How modern retailers are leveraging AI at every stage of the buyer’s journey
Artificial intelligence is more than a buzzword in retail – it’s the driving force behind the next generation of customer experience. From first touch to fulfillment (and everything after), rich data and predictive algorithms help deliver more personalized and profitable experiences across digital, physical and blended purchase channels.
How are today’s leading brands and retailers leveraging modern AI technologies?
Image recognition: The combination of computer vision and visual search algorithms creates powerful opportunities for AI-powered product discovery. From a customer snapping a photo with their phone to find visually similar products to interactive applications that showcase products similar to previous purchases in a customer’s profile, AI is making digital and brick-and-mortar shopping more “human.”
Facial recognition and beacons: Advances in facial recognition technology can measure customers’ emotions as they browse and engage with products in-store. Beacons can measure customers’ time spent in various departments and interact with their mobile apps.
The ability to aggregate data across engagement channels provides a rich opportunity to personalize in-store experiences. Digital displays can offer one-to-one product recommendations and offers. In turn, store insights can be applied across digital journeys, including e-commerce and e-commerce.
As more mobile devices come with built-in AR capabilities, augmented reality is becoming a standard offering in verticals such as furniture, fashion, beauty and even B2B manufacturing. The ability to visualize a product’s appearance and dimensions in a physical space, or practically “try on” products helps to bridge the gap between digital and physical experience.
Where AR and AI collide, you get augmented intelligence. AR enables buyers to turn 2D images into 3D to best visualize products in their homes, while AI serves up visually similar products that complement their home style (and fit the dimensions of their empty spaces).
Rich profiling: Today’s shopper has immediate access to competitor prices from anywhere. Showrooming (trying on products in store with the intention of buying online) and webrooming (comparison shopping across digital retailers) are entrenched behaviors—and some consumers exhibit these behaviors more often than others.
Enriching customer profiles with cross-channel “consumer genome” data will help retailers identify which customers are most likely to convert at full price, versus those that will convert most profitably at a discount, and showroom only. While cross-selling and upselling suggestions can help build bigger baskets, they can also distract and hurt conversions for customers who are less receptive to them. Predictive analytics can help retailers tailor their digital sales and pricing strategies on a 1-1 level, even matching new and unidentified buyers to “lookalike segments.”
Inventory management: Omnichannel retailers can use artificial intelligence to capture efficiencies in inventory and fulfillment.

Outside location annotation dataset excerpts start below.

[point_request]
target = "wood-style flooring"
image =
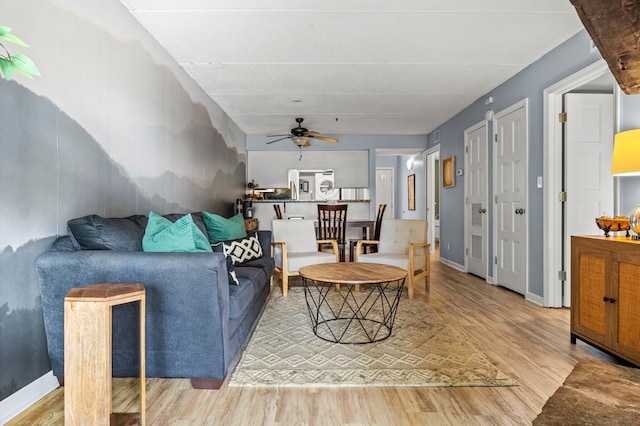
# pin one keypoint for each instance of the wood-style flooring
(527, 342)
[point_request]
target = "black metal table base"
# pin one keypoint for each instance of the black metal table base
(350, 316)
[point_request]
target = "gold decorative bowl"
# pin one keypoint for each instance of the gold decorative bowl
(613, 224)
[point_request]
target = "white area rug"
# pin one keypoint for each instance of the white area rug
(423, 350)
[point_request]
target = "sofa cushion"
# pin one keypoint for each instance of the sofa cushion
(161, 235)
(221, 229)
(233, 279)
(242, 250)
(243, 295)
(196, 216)
(93, 232)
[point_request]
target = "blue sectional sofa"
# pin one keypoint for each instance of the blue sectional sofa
(197, 323)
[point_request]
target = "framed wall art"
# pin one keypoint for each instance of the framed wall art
(449, 172)
(411, 182)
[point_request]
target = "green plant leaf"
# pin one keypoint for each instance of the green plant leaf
(14, 39)
(25, 65)
(7, 68)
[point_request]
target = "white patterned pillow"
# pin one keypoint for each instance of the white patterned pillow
(243, 250)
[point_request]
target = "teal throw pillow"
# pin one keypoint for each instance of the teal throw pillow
(221, 229)
(183, 235)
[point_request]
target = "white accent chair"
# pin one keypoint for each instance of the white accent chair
(403, 243)
(294, 246)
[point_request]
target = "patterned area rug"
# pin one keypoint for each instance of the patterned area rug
(423, 350)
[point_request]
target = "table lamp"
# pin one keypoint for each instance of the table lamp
(626, 162)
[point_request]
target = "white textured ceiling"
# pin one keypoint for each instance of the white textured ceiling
(378, 66)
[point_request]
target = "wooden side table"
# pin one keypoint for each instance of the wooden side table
(87, 353)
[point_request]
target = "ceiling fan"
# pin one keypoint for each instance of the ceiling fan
(300, 136)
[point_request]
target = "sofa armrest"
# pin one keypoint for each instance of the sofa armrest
(187, 308)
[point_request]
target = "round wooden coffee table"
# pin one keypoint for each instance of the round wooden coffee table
(361, 309)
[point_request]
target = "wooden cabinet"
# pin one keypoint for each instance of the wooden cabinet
(605, 294)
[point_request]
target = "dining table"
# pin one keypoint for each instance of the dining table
(366, 225)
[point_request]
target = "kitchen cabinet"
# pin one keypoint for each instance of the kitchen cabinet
(605, 294)
(269, 168)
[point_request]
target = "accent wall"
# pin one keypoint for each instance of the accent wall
(112, 127)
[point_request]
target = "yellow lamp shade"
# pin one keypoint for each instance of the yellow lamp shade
(626, 154)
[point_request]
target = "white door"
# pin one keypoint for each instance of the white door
(510, 197)
(385, 190)
(588, 181)
(476, 205)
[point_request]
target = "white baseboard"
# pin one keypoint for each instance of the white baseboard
(27, 396)
(453, 265)
(534, 298)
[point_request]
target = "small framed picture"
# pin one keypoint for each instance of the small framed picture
(449, 172)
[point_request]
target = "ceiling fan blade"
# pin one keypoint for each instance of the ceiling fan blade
(276, 140)
(323, 138)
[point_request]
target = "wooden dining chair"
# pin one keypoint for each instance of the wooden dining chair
(332, 225)
(402, 243)
(369, 248)
(276, 207)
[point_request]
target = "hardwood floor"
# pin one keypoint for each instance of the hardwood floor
(527, 342)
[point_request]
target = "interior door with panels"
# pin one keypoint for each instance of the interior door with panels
(476, 206)
(510, 192)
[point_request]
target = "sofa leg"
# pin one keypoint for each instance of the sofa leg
(206, 383)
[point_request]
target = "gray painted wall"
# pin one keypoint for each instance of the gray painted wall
(113, 127)
(561, 62)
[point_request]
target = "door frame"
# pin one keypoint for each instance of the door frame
(430, 189)
(391, 210)
(552, 174)
(524, 103)
(467, 207)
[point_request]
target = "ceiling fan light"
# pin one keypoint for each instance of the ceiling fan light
(299, 140)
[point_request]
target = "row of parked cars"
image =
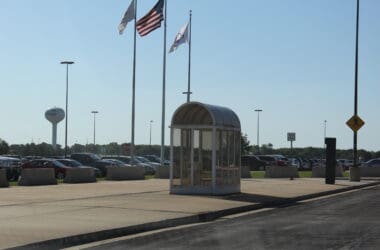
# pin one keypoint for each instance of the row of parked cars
(258, 162)
(14, 165)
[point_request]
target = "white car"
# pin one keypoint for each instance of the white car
(372, 163)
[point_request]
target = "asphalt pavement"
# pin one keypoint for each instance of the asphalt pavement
(346, 221)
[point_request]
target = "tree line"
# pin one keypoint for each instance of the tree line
(113, 148)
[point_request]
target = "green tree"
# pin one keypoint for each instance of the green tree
(245, 147)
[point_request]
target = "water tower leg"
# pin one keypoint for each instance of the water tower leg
(54, 136)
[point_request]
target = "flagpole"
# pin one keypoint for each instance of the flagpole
(163, 91)
(133, 91)
(188, 75)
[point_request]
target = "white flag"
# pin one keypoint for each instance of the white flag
(128, 16)
(181, 37)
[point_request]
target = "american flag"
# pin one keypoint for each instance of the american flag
(152, 20)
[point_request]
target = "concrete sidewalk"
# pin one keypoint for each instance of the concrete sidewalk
(36, 214)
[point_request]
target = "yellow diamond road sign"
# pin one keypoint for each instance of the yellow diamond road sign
(355, 123)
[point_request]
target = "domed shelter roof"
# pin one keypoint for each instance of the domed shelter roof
(196, 113)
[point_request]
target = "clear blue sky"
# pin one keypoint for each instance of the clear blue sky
(292, 58)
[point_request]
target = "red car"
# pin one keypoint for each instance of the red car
(59, 168)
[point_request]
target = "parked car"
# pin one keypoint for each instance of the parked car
(281, 160)
(372, 163)
(76, 164)
(12, 167)
(253, 162)
(155, 158)
(149, 170)
(118, 162)
(86, 159)
(269, 160)
(155, 165)
(59, 168)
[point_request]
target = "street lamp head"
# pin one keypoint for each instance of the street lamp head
(67, 62)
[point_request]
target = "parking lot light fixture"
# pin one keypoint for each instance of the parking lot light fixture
(67, 94)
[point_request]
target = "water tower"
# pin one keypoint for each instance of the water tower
(54, 115)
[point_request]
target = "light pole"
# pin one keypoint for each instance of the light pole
(258, 129)
(324, 133)
(354, 172)
(94, 112)
(150, 133)
(67, 97)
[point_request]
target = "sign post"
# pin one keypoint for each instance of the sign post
(291, 138)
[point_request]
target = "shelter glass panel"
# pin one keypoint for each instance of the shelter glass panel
(176, 161)
(202, 157)
(185, 157)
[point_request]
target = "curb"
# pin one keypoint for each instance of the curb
(82, 239)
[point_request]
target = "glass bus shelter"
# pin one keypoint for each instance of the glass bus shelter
(205, 150)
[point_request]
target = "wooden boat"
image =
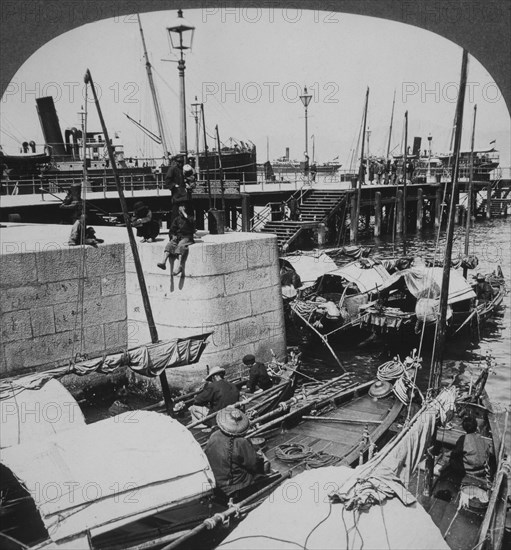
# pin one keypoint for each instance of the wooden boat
(392, 496)
(162, 512)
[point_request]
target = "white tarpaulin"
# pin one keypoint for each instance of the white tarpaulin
(367, 279)
(35, 414)
(131, 465)
(427, 282)
(299, 514)
(310, 268)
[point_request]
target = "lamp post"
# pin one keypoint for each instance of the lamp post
(428, 175)
(196, 111)
(181, 38)
(306, 100)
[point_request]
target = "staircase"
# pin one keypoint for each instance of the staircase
(500, 200)
(316, 208)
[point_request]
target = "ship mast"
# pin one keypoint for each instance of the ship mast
(360, 172)
(444, 295)
(391, 121)
(157, 111)
(470, 191)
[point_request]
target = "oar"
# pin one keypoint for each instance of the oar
(467, 320)
(238, 404)
(341, 420)
(325, 341)
(221, 517)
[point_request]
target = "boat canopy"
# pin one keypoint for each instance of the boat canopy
(421, 280)
(110, 473)
(310, 268)
(367, 275)
(307, 519)
(36, 414)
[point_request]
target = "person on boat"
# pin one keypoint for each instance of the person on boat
(175, 181)
(217, 394)
(89, 238)
(181, 234)
(258, 377)
(483, 289)
(235, 462)
(472, 456)
(147, 228)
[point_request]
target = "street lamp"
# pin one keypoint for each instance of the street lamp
(428, 174)
(196, 107)
(306, 100)
(181, 38)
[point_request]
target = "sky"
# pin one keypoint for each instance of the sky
(248, 66)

AI can select warehouses from the closest proximity to a delivery address, or from the best locations to reduce split shipments. In the same way, you save sales in store by combining inventory with data about speed in store. Fulfilling online orders from stores with excess inventory and slower turnover ensures that hot products remain in store locations where they are most popular.
Chatbots and virtual agents: Advances in natural language programming (NLP), machine learning and computer vision are helping chatbots evolve into near-human assistants. A recent study by Juniper Research showed that chatbot interactions in retail will reach 22 billion chats and save $439 million in support costs globally by 2023. Today’s customers are not only comfortable with chat-based messaging, but most prefer it for 24/7 visibility . to order tracking information, account balances, return processes and more.
Predictive Loyalty: Most retail loyalty programs are one-to-many, meaning each participant accumulates points the same way and can redeem points for the same rewards. Some loyalty programs effectively segment based on customer lifetime value, loyalty levels or other factors. Few offer truly one-to-one personal benefits.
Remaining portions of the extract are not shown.